They were so effective at convincing people that the legislation was bad for them, those who could best be served by it were some of its staunchest voice opponents.
How could this be possible?
These campaigns distorted facts with words like “death panels” or made statements that the program gave health care to illegal aliens. Rather than find out if these claims were true, people believe them because of their distrust of centralized government and put pressure on their congressional representatives to oppose this legislation.
Another great example for potential obfuscation is non-profit think tanks. Some are there for the purpose of providing you and I with information about critical issues, unfiltered by special interests. I applaud these organizations contribution to the public debate.

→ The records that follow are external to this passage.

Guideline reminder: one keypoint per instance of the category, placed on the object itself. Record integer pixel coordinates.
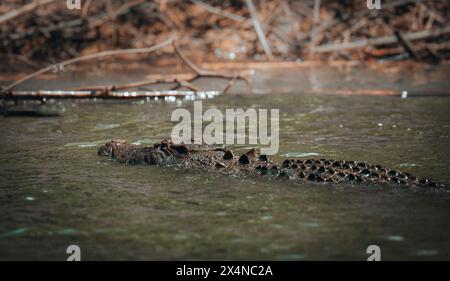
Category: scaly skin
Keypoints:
(250, 163)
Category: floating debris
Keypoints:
(300, 154)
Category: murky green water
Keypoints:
(55, 191)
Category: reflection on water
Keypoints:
(56, 192)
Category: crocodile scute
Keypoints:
(167, 153)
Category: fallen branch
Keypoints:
(199, 73)
(218, 11)
(359, 44)
(259, 31)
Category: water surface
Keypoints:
(55, 191)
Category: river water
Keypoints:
(55, 191)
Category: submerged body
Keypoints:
(251, 163)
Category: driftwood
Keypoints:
(116, 91)
(43, 95)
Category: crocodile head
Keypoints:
(112, 148)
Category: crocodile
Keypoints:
(250, 163)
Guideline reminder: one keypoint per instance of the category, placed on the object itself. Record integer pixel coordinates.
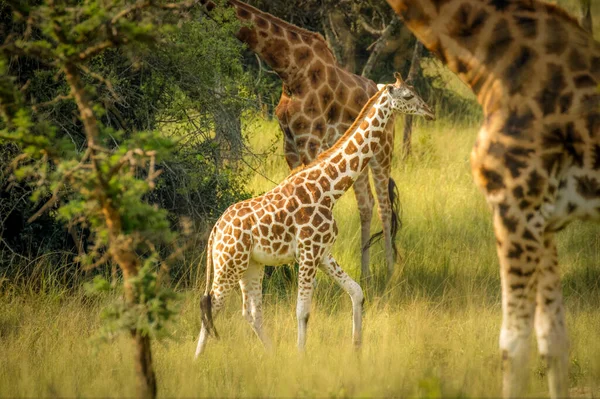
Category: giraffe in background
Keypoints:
(294, 221)
(536, 73)
(319, 101)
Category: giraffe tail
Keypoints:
(396, 221)
(206, 301)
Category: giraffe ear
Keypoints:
(398, 77)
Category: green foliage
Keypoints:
(156, 305)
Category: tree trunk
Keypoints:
(415, 67)
(379, 45)
(121, 251)
(586, 15)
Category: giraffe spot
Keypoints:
(517, 122)
(518, 192)
(552, 161)
(502, 41)
(528, 235)
(514, 164)
(527, 26)
(298, 88)
(565, 101)
(557, 38)
(520, 70)
(317, 220)
(360, 98)
(515, 251)
(350, 149)
(349, 116)
(500, 5)
(314, 174)
(302, 195)
(319, 129)
(293, 37)
(311, 106)
(322, 51)
(333, 114)
(576, 61)
(583, 81)
(303, 215)
(332, 77)
(275, 28)
(331, 171)
(278, 229)
(493, 180)
(535, 184)
(588, 187)
(264, 230)
(326, 96)
(547, 97)
(302, 56)
(524, 204)
(497, 149)
(342, 166)
(316, 74)
(324, 183)
(509, 222)
(344, 184)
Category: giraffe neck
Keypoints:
(500, 47)
(286, 48)
(345, 161)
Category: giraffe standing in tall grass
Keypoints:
(294, 221)
(536, 73)
(318, 103)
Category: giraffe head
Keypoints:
(405, 99)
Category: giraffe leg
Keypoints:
(331, 267)
(365, 201)
(550, 321)
(518, 265)
(226, 274)
(251, 286)
(306, 275)
(381, 178)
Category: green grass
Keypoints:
(433, 333)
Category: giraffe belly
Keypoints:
(274, 255)
(578, 199)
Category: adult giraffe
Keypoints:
(319, 101)
(535, 72)
(294, 221)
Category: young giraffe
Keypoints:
(319, 101)
(294, 221)
(536, 72)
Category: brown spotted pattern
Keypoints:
(294, 221)
(537, 156)
(319, 101)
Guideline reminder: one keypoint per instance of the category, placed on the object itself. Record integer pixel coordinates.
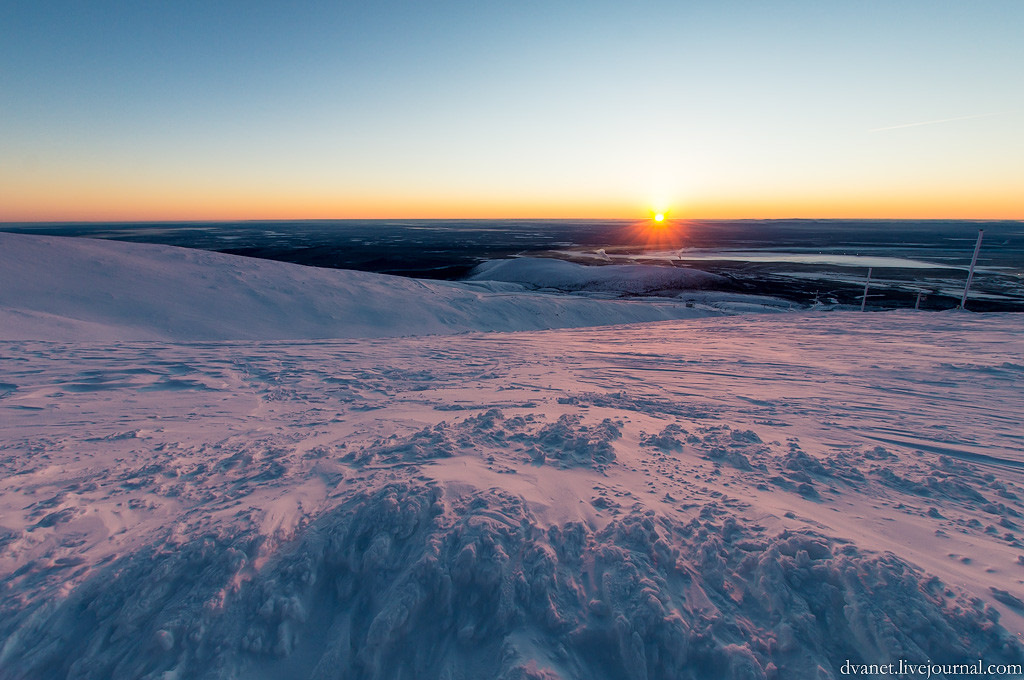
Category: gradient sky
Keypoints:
(230, 110)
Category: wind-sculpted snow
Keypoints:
(765, 497)
(411, 581)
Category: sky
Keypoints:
(151, 110)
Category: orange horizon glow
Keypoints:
(243, 208)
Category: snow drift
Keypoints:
(741, 498)
(79, 289)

The challenge is that many groups are funded by a myriad of donors who want to impact public policy and the social mindset for financial gain. Their sponsorship is often hidden and the research organization’s names are misleading.
It doesn’t take a lot of effort to see that they always support position of their primary benefactors.

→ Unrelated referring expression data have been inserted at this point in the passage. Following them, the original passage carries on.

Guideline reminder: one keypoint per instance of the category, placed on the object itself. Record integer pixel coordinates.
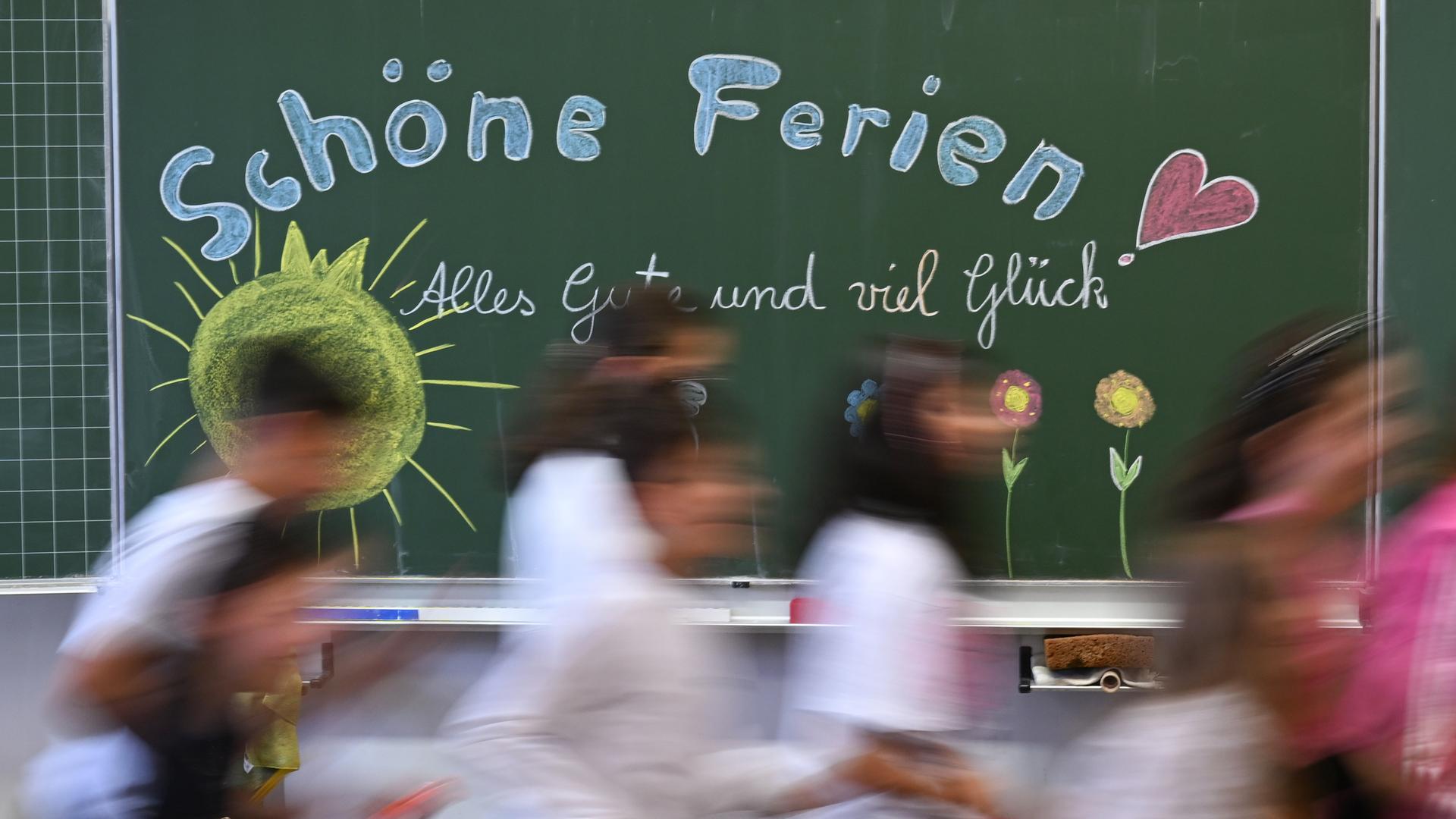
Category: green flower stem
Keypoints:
(1009, 573)
(1122, 512)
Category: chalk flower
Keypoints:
(861, 406)
(1017, 400)
(1123, 401)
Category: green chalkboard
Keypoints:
(919, 143)
(55, 500)
(1420, 169)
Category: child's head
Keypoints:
(660, 337)
(296, 422)
(693, 483)
(1301, 423)
(930, 426)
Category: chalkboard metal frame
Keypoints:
(1030, 605)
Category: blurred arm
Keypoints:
(514, 733)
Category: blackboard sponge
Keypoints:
(1100, 651)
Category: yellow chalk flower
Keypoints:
(1123, 401)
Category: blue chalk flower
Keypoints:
(861, 404)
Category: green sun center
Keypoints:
(346, 334)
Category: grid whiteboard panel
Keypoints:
(55, 411)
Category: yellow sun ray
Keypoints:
(193, 264)
(441, 490)
(162, 330)
(169, 438)
(459, 309)
(392, 507)
(354, 529)
(479, 384)
(258, 243)
(190, 300)
(443, 426)
(397, 253)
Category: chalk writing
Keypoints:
(960, 146)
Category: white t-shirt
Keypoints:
(610, 713)
(1203, 755)
(890, 659)
(174, 554)
(571, 518)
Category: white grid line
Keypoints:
(15, 161)
(50, 314)
(85, 496)
(38, 554)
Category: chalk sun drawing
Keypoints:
(327, 309)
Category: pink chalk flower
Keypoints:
(1017, 400)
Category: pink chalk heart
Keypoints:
(1180, 203)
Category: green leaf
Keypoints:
(1015, 471)
(348, 270)
(294, 253)
(1133, 471)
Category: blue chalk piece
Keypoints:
(362, 614)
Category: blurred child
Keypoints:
(570, 506)
(168, 572)
(1206, 748)
(609, 711)
(1282, 477)
(175, 720)
(886, 569)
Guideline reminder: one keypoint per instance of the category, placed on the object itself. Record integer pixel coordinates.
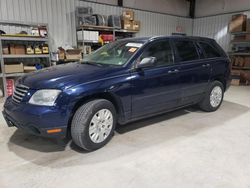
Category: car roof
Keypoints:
(147, 39)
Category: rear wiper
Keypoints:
(92, 63)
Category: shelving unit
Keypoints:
(103, 29)
(7, 39)
(240, 48)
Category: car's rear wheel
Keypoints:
(93, 124)
(213, 97)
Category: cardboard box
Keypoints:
(238, 23)
(61, 53)
(235, 82)
(248, 25)
(17, 49)
(14, 68)
(73, 54)
(12, 49)
(239, 61)
(29, 68)
(128, 15)
(136, 25)
(247, 37)
(20, 49)
(127, 24)
(239, 38)
(6, 49)
(10, 86)
(247, 62)
(88, 35)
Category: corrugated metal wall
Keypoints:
(215, 27)
(59, 15)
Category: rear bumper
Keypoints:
(37, 120)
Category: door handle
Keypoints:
(173, 71)
(206, 65)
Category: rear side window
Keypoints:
(161, 50)
(186, 50)
(209, 50)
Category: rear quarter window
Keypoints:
(186, 50)
(210, 51)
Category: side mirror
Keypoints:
(147, 62)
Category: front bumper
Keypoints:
(37, 120)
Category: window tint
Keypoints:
(186, 50)
(161, 50)
(209, 50)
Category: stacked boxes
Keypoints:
(240, 61)
(129, 22)
(238, 23)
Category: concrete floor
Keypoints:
(186, 148)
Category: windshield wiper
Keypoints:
(92, 63)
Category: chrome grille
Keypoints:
(19, 93)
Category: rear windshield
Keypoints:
(116, 53)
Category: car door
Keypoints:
(156, 88)
(194, 71)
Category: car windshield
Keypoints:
(115, 53)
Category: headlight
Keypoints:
(45, 97)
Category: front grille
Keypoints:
(19, 93)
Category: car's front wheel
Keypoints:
(213, 97)
(93, 124)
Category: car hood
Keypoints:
(68, 75)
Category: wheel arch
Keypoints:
(102, 95)
(221, 79)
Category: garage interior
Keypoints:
(184, 148)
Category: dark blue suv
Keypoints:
(121, 82)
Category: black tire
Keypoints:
(205, 104)
(81, 122)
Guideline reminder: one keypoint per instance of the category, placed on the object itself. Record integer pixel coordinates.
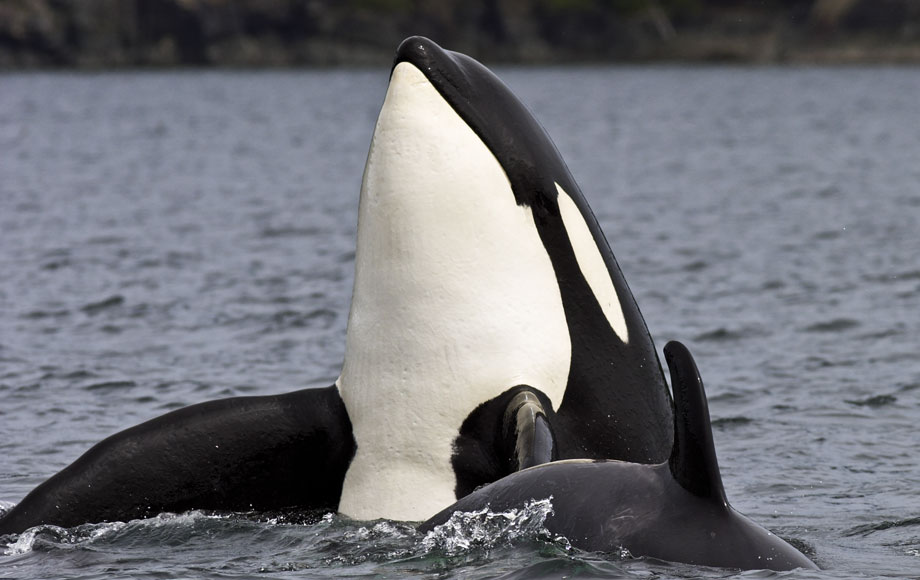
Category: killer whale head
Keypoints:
(676, 510)
(480, 269)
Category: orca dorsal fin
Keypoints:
(693, 460)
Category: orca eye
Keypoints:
(592, 264)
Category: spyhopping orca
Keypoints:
(675, 510)
(490, 330)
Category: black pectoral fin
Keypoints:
(693, 457)
(527, 431)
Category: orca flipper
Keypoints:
(509, 433)
(237, 454)
(525, 424)
(693, 460)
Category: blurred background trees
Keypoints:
(118, 33)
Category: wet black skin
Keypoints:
(675, 510)
(238, 454)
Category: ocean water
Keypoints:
(176, 237)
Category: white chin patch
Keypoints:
(455, 301)
(592, 264)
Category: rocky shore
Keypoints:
(257, 33)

Here a few thoughts on how you can become a more discerning consumer of information.
- Remember you are responsible for what you believe. Don’t delegate this to someone else.
- When you read or listen to someone who is offering you information turn on your discerning “ears” Listen carefully to what’s being said and if there is any discrepancy find more than one source to make sure what you are hearing is valid.
- Follow the money of expert or grassroots organizations. If they don’t fully disclose who they are funded by- beware.
- If you find a company supporting astroturfing or deceptive practices, don’t patronize them with your money. This is the strongest encouragement you can offer to modify bad business practices.
Remembering the insightful comments of my interview with Michael Mandel on the special edition of recent Business Matters that our biggest challenge as a country is complacency.
We have grown comfortable with the status quo. For the most part, we are not directly impacted, at least as far as we can see, by the current situation. So why should we get out of our complacency to do anything different?
You and I are the only key to stopping these deceptive practices. And they will be stopped if they stop working. They stop working when we once again become the informed citizenry that is reminiscent of the level of political awareness that was present at the founding of this country.